HACLab Team

Erich Seamon, Ph.D.

Research Scientist
Institute for Modeling Collaboration and Innovation (IMCI)

Erich Seamon is a quantitative climatologist and data scientist, who works as a research scientist in IMCI’s geospatial modeling core initiative. Dr. Seamon has a M.S. in geological sciences from Bowling Green State University and a Ph.D. in Natural Resources from the University of Idaho, with a focus on climatological analysis, machine learning, and agricultural processes. His research focuses on statistical modeling techniques to explore natural system spatiotemporal relationships, with a particular focus on climatological impacts and their varying conditional relationships to areas such as agriculture, insurance, human health, and socio-ecological feedback systems.

Helen Brown

Clinical Associate Professor
Public Health and Nutrition, Exercise, Sport, and Health Sciences

Helen Brown has over 30 years of public health experience, as a nutritionist and public health generalist. She focuses on community engaged scholarship to assess, plan, and evaluate public health interventions. She leads the UI working group, Modeling Idaho Health that develops small area estimates (SAE) modeling project to identity health risk factors in Idaho counties and communities. Helen’s commitment health and justice helps inform the models that are created with this project and drives the dissemination of the results to public health leaders, change agents, and the general public.

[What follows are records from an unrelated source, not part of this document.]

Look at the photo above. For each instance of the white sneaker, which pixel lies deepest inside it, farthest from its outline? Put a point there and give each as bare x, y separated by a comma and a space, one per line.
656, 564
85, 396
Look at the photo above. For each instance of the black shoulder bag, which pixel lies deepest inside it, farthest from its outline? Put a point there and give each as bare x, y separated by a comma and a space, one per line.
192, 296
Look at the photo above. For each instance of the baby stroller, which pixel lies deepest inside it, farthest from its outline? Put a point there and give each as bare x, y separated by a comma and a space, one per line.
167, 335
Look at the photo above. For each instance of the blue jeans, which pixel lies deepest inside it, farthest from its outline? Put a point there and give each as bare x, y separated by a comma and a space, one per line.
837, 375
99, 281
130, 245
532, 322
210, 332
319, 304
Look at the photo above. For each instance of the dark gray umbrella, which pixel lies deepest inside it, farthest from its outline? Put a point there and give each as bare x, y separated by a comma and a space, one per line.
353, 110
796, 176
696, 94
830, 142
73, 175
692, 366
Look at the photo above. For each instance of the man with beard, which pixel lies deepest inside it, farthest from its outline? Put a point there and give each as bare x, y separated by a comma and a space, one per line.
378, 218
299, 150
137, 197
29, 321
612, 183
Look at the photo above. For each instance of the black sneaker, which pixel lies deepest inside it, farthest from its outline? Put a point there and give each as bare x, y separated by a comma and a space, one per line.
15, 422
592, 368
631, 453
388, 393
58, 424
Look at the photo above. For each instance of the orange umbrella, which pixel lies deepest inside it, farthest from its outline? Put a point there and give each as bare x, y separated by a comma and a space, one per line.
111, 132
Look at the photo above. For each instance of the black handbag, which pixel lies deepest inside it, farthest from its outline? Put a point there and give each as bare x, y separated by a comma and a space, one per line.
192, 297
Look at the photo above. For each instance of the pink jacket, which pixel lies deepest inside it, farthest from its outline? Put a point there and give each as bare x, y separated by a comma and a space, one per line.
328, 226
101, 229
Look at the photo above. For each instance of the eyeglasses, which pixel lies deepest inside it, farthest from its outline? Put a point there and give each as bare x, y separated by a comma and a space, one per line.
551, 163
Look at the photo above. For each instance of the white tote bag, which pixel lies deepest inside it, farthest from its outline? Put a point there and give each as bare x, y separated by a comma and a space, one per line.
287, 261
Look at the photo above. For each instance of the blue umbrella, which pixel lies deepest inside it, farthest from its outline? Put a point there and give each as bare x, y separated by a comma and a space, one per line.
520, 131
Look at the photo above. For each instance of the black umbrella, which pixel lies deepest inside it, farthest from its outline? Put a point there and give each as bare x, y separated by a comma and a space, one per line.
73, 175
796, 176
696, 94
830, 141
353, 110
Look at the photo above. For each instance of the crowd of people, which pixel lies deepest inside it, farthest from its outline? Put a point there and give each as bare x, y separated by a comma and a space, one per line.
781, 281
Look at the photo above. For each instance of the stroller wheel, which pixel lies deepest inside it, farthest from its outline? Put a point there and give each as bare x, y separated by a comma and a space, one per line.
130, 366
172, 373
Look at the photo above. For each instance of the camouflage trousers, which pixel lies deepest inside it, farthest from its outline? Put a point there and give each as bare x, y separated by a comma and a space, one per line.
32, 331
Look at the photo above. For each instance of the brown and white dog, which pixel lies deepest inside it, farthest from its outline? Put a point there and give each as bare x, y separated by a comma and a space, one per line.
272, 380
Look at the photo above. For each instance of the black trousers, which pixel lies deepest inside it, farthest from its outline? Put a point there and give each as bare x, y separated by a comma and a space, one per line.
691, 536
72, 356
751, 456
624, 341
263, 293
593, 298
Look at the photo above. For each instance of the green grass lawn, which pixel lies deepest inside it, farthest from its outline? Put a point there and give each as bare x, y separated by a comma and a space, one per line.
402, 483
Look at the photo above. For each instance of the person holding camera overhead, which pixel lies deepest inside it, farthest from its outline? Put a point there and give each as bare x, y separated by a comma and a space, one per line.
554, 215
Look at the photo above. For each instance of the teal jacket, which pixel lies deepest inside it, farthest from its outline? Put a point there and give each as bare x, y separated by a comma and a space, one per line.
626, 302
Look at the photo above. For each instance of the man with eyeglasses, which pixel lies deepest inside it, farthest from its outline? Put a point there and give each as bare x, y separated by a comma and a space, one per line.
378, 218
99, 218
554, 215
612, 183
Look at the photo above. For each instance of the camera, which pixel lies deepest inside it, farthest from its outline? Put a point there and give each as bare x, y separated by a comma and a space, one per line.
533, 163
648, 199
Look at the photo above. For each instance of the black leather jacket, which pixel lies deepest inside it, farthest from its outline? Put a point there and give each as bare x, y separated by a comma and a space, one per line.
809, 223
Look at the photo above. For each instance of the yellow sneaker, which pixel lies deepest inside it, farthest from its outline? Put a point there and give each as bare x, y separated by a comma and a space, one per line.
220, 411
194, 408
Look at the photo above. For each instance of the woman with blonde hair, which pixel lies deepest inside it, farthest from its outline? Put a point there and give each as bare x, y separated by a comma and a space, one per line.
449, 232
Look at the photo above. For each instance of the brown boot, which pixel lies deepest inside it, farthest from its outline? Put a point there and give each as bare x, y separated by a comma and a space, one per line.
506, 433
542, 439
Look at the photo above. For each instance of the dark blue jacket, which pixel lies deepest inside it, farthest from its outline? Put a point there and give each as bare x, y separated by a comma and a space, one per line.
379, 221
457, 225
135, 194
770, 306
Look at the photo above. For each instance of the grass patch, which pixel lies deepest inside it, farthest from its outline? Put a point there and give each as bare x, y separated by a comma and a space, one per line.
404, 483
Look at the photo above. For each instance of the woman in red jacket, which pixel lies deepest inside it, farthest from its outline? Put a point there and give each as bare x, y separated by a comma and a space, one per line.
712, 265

Christopher Williams, Ph.D.

Professor
Mathematics and Statistics, University of Idaho

Christopher Williams is the Chair of the Mathematics and Statistics Departments a Professor in the Department of Statistics, and Affiliate Professor in the Bioinformatics and Computational Biology Program at the University of Idaho. Dr. Williams has taught a variety of statistics courses, and has helped many graduate students and faculty with their research as a consultant in the Statistical Consulting Center. Dr. Williams’ research areas are statistical genetics, biostatistics, and statistical methods applied to issues in natural resources. One topic of particular interest is the analysis of human twin data. Another area of interest is the estimation of disease prevalence from various types of data, such as in groups of fish that are collected and have their tissue pooled to test for disease status.

Nurbanu Bursa, Ph.D.

Postdoctoral Fellow
Institute for Modeling Collaboration and Innovation (IMCI)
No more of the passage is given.